Introduction
Recent studies show that artificial intelligence (AI) applications can perform on par with medical experts on MRI analysis.1 Such applications, to date, tend to oppose the accuracy of AI to the performance of clinicians. For instance, there have been more than 20 000 studies on deep learning (DL) methods for MRI analyses the last decade, which compare the performance of AI to the one of clinicians.2 Recent work suggests that future studies should focus on the comparison of performance between clinicians using AI and their performance without an AI aid.3 The recent global pandemic, however, revealed another urgent need of early disease diagnosis: the ability to make predictions based on a limited number of cases. The AI computer-aided detection (CAD) frameworks, to date, are based on large amounts of data and require high-performance computing (HPC) infrastructures. To address that lacuna, we propose a synergistic approach, in which clinicians and scientists collaborate for faster, cheaper and more accurate detection, relying on small data sets to make accurate-enough predictions. A promising frontier where AI can assist clinicians is Alzheimer’s disease (AD) since the release of promising clinical studies for a new drug have unearthed the need for its early detection. As it can take up to 20 years before patients with AD show any signs of cognitive decline, it can be challenging to diagnose AD in early stages. We, thus, motivate and implement an AI-CAD framework for the early detection of mild cognitive impairment (MCI) and AD to assist clinicians, while the approach can be extended for the diagnosis of other diseases.
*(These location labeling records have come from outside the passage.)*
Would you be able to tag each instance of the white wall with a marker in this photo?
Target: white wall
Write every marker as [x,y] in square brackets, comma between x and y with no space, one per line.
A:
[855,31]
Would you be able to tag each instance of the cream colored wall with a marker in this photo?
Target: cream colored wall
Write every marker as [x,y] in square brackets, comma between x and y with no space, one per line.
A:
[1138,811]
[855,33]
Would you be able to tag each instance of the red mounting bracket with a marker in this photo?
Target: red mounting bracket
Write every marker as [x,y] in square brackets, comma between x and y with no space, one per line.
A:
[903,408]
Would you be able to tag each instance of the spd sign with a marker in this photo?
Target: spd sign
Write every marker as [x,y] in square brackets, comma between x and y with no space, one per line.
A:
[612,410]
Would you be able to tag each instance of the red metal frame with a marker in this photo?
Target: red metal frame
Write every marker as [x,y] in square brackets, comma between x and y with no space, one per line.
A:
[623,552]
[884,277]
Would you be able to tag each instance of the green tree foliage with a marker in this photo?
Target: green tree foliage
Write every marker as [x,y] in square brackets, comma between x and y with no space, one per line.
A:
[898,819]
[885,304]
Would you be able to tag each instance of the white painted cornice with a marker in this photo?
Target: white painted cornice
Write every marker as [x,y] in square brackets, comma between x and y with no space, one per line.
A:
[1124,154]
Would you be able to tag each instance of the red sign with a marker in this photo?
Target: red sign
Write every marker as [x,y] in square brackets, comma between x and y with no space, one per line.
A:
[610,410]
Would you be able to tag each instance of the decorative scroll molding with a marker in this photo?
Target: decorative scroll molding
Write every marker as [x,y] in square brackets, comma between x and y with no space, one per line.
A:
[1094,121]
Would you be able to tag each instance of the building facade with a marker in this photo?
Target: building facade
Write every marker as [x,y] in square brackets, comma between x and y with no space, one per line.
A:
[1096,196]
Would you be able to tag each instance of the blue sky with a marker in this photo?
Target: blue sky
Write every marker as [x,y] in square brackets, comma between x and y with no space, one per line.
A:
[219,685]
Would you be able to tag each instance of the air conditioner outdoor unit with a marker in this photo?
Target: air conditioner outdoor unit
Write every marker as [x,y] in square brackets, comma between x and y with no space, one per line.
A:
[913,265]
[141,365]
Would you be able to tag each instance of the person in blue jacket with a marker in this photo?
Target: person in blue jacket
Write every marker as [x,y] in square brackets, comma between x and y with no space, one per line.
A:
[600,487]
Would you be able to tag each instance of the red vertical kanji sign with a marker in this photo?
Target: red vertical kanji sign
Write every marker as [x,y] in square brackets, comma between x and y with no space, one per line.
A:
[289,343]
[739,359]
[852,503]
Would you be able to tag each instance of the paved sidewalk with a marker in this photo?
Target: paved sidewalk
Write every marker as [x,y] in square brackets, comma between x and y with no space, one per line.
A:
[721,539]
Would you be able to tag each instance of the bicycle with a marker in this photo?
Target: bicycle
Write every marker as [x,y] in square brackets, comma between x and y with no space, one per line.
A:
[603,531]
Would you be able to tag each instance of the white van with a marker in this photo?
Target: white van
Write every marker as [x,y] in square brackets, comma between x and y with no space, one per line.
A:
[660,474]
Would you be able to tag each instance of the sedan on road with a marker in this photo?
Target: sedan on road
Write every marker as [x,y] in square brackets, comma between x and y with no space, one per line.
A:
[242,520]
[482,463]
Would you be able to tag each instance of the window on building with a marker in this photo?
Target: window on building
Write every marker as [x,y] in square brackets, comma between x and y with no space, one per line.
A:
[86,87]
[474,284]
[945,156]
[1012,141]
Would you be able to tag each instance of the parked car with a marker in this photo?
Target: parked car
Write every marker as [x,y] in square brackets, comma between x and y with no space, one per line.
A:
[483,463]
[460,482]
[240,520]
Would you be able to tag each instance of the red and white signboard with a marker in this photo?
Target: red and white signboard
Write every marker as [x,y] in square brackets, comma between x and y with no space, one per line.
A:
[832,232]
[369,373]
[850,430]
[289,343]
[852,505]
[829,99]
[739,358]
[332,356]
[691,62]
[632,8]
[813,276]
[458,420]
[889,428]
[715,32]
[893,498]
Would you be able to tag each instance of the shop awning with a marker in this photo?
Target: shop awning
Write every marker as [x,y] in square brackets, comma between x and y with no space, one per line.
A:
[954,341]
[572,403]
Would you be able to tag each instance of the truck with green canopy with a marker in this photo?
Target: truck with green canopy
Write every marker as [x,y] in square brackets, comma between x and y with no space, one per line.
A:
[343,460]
AD is caused by an accumulation of β-amyloid (Aβ) plaques, and abnormal amounts of tau proteins in the brain. This results in synapse loss, where the impulse does not reach the neurons, and in loss of structure or function of neurons, including their death, causing memory impairment and other cognitive problems.4 AD has strong impact on the cognitive and physical functioning of patients, resulting in death. Recent developments in slowing AD decline have increased the relevance of its early detection,5 and MCI plays an important role in this. MCI is a syndrome where the patients have greater cognitive decline than normally expected, but it does not necessarily affect their daily lives. Although some patients with MCI remain stable or return to cognitively normal (CN), there is a 10%–15% risk per year of progression to AD.4 Before the aetiology of AD became known, its diagnosis relied on neurocognitive tests. The development of biomarkers improved AD detection. A common method to diagnose AD is hippocampus segmentation, which relates to memory function, and its small volume is an AD biomarker. For a long time, AD diagnosis was done manually by looking at the brain structure and size of the hippocampus on MRI, which requires practice and precision. Prior studies on automated methods for hippocampus segmentation have used DL approaches with promising results.6 Automated hippocampus segmentation for the diagnosis of AD and MCI, however, requires clinicians’ expertise and is sensitive to interrater and intrarater variability.6
Convolutional neural networks (CNN) can become the foundation of an AI-CAD framework for supporting clinicians in the detection of early AD and MCI, since it is a successful approach for image classification. CNN can improve the performance of image classification,7 and they are becoming increasingly popular in MRI analysis. For instance, recent studies show that CNN can work on par with specialists for classifying MRI of patients with skin cancer.1 Similar approaches with three-dimensional (3D) as well as two-dimensional (2D) CNN have also been used for AD detection with promising results. When it comes to the inner mechanics of these approaches, the classification filter of a 3D CNN slides along all the three dimensions of the input image, resulting in 3D feature maps, whereas in a 2D CNN the classification filter slides along only the height and width of the input image. Thus, the latter results in 2D feature maps, which need less parameters, computational power and execution time. Most prior studies have used 3D CNN achieving high accuracy,8 while others obtained similar results with 2D CNN.9 Although previous work on the topic has established that 3D CNN perform better for patch classifications, the results between 2D and 3D approaches for whole image labelling did not differ much.10 A 3D CNN, however, is more computationally expensive, and, due to the high number of parameters, it requires larger data sets for training.11 Concurrently, prior studies have not incorporated a 2D CNN approach for detecting MCI. A summary of prior 2D and 3D CNN applications in the literature is presented in table 1.
We suggest that medical algorithms should not be solely focused on accuracy but should also be evaluated with respect to how they might impact disparities and operationalise fairness in their adoption. Thus, we investigate the extent to which a 2D CNN can detect MCI and early AD.